I Know Which LLM Wrote Your Code Last Summer: LLM generated Code Stylometry for Authorship Attribution
Tamas Bisztray, Bilel Cherif, Richard A. Dubniczky, Nils Gruschka, Bertalan Borsos, Mohamed Amine Ferrag, Attila Kovacs, Vasileios Mavroeidis, Norbert Tihanyi
2025-06-24
Summary
This paper talks about CodeT5-Authorship, a new model designed to identify which large language model (LLM) wrote a specific piece of C programming code with very high accuracy.
What's the problem?
The problem is that as AI-generated code becomes more common, it’s important to be able to tell which AI model created a given code snippet to improve security, accountability, and prevent misuse, but this task is difficult because different models can produce very similar code.
What's the solution?
The researchers built a model based on an existing transformer architecture called CodeT5, but they adapted it to focus on classifying code authorship.

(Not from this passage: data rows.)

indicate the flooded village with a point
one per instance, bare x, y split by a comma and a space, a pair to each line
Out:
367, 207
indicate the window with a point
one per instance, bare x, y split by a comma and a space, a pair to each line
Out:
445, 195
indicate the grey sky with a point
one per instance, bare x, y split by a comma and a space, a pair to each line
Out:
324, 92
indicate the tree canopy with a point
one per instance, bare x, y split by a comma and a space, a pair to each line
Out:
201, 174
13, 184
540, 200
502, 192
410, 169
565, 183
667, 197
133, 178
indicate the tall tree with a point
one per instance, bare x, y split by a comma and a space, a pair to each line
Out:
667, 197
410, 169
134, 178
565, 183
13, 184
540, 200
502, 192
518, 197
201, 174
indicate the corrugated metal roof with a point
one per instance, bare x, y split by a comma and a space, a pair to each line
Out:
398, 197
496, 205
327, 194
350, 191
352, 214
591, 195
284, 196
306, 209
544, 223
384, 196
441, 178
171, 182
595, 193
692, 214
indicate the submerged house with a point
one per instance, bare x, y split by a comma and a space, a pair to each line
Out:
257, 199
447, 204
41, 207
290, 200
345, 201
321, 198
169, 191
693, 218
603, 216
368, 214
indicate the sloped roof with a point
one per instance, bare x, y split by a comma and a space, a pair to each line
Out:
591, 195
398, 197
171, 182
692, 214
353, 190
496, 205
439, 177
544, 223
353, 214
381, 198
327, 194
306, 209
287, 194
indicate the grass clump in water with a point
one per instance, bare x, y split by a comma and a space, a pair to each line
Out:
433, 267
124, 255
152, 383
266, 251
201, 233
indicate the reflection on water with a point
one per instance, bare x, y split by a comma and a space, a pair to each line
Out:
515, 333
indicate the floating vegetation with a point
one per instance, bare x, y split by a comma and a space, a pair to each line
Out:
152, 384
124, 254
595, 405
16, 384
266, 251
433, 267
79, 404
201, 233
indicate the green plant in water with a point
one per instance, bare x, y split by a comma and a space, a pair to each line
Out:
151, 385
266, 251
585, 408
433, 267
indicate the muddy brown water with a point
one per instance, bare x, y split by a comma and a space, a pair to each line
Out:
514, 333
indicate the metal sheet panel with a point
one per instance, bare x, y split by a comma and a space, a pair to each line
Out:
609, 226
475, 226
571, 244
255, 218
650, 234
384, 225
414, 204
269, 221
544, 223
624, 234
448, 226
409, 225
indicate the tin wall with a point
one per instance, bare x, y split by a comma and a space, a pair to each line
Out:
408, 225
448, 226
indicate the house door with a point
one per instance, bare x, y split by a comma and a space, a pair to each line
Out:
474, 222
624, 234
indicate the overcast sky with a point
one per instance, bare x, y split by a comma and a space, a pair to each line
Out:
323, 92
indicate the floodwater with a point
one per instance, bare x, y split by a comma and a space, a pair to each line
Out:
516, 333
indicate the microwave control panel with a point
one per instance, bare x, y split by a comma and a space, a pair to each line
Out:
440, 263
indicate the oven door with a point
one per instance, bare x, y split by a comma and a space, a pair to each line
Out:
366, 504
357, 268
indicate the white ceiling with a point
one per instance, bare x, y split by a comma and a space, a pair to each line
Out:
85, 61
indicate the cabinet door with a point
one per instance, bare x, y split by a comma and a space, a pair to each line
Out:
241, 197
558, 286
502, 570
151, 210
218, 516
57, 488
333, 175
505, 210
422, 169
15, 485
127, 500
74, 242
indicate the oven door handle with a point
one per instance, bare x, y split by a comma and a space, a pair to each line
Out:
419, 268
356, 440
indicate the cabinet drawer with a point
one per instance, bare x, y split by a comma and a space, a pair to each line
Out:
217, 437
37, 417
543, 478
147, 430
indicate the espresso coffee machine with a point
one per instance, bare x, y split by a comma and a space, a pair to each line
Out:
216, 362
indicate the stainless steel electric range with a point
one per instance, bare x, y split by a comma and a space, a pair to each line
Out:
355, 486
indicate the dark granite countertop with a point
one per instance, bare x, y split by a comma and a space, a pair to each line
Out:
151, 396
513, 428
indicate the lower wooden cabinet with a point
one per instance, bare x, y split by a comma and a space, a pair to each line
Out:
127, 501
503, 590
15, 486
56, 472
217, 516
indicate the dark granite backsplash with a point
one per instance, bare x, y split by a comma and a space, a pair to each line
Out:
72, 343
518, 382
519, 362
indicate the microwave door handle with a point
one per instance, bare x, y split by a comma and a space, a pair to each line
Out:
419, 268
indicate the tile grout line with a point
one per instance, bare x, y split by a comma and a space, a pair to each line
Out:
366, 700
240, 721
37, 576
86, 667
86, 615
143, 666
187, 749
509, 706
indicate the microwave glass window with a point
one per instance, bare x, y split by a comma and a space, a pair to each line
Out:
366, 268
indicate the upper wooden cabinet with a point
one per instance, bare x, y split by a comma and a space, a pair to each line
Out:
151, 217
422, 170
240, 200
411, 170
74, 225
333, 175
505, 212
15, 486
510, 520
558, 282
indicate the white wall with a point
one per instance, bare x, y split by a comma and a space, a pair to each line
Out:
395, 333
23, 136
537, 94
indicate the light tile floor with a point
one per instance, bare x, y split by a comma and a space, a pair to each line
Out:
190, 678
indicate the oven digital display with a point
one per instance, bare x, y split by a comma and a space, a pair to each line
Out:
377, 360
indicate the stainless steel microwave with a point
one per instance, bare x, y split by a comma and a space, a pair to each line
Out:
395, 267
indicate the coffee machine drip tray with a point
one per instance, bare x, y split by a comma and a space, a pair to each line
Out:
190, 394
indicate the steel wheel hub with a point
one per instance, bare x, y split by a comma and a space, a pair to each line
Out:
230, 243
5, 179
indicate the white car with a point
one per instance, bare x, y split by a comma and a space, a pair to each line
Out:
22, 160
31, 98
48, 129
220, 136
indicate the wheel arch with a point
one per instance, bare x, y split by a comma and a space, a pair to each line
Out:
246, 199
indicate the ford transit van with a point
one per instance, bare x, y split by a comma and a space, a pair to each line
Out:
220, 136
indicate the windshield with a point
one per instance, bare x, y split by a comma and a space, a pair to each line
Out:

They created a large testing dataset with tens of thousands of C programs generated by eight different LLMs to train and evaluate their model, and compared it with other machine learning and transformer-based methods, showing it works much better.
Why it matters?
This matters because accurately identifying the source of AI-generated code helps improve trust and safety in software development by detecting vulnerabilities, preventing plagiarism, and ensuring users know where their code comes from.
Abstract
A novel model, CodeT5-Authorship, is introduced to classify the authorship of C programs generated by Large Language Models, achieving high accuracy compared to traditional and transformer-based classifiers.